PPRuNe Forums - View Single Post - Computational fluid dynamics
View Single Post
Old 2nd July 2011 | 08:20
  #6 (permalink)  
Genghis the Engineer
Moderator
30 Countries Visited
25 Anniversary
Veteran: Reserves
 
Joined: Feb 2000
: CPL
Posts: 14,480
Likes: 178
From: UK
The differences there are that F1 or Scaled will go fairly quickly into vehicle/flight testing and get their data there, also that neither is certifying anything to carry fare-paying passengers.

The light aeroplane world also does relatively little either CFD or wind tunnel work - for that matter they still fairly routinely will do only basic hand calculations or single-operator FEA then build and carry out physical load tests.


It really is an economic decision - you'll always need some combination of analysis, model/sample test, and full scale test on both structures and aerodynamic features. The scale however tends to dictate the proportions.

At the microlight/ homebuilt level, a couple of engineers will probably spend a few daysor weeks with Excel or a basic combined FE/CFD package such as Solidworks working through the main cases, then they'll build two, test one structurally to destruction, and start flight testing the second. At that scale, build and test is usually much cheaper and faster than analysis.

At the airliner level, a massive team of engineers with a cutting edge package such as Catia will analyse every tiny component to every possible case - then the most critical cases will be tested to confirm the analysis is correct. At that large and complex scale the thousands of man-years and millions of pounds on computing time are still far cheaper and faster building and testing.

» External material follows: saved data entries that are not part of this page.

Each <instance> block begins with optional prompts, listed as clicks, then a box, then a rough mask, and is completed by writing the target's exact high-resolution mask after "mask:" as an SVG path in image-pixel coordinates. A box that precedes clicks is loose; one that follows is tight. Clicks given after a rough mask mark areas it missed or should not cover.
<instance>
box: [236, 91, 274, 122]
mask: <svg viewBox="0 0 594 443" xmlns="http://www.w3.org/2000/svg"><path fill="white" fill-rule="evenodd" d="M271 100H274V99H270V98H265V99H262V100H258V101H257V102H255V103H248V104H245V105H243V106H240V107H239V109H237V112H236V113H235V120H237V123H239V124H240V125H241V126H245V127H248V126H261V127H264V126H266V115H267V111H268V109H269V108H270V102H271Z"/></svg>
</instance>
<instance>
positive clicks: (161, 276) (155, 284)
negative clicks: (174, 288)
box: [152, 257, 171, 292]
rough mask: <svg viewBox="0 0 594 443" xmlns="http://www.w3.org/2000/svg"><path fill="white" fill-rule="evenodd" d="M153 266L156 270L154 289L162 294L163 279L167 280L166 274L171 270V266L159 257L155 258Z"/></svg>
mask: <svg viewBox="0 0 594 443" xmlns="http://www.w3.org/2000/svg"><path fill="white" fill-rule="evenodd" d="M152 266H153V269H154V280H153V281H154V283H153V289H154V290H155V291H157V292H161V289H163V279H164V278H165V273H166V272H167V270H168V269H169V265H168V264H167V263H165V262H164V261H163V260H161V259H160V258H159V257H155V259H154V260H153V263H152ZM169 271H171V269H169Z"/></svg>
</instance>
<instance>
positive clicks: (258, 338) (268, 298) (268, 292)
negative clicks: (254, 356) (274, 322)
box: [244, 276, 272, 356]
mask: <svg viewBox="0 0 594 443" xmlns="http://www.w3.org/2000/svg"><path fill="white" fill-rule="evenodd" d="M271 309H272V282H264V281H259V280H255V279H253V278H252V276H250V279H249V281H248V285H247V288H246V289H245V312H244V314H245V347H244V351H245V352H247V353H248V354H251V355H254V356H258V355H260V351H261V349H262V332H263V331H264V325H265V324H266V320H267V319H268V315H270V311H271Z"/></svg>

Structurally also the increasing use of composite structures makes structural strength estimation incredibly tough to get right. In tension it's easy enough, but in compression where the strength is a function of the microscopic-level buckling loads of patterns of fibres that just can't be laid with that sort of microscopic precision in the way that you (relatively) can with metal structures, it is really really hard and you have no choice but to do a lot of testing. Another factor very very hard to model is rate of load onset - so for example undercarriage drop tests are still done at every scale of aeroplane, and probably always will be.

Regarding wind tunnel work specifically, the simple stuff - lift and drag can pretty much be done by analysis. The difficult stuff is behaviour around stalled components where the point of boundary layer separation is incredibly hard to model, anything involving vortex street creation (and thus flutter) which is equally tough to get right because it's so dependent upon very complex shapes and Re/viscosity/Mach interaction effects, and the detail of stability derivatives that lead to prediction of flying qualities - or increasingly determination of control laws for the AFCS.

So in a nutshell, I don't think you'll ever get away from testing - but the more large and complex the project, the more you'll see companies trying. And there will always be a point where the cost of the computing means that it's cheaper to build and test something than "just" do it on computers.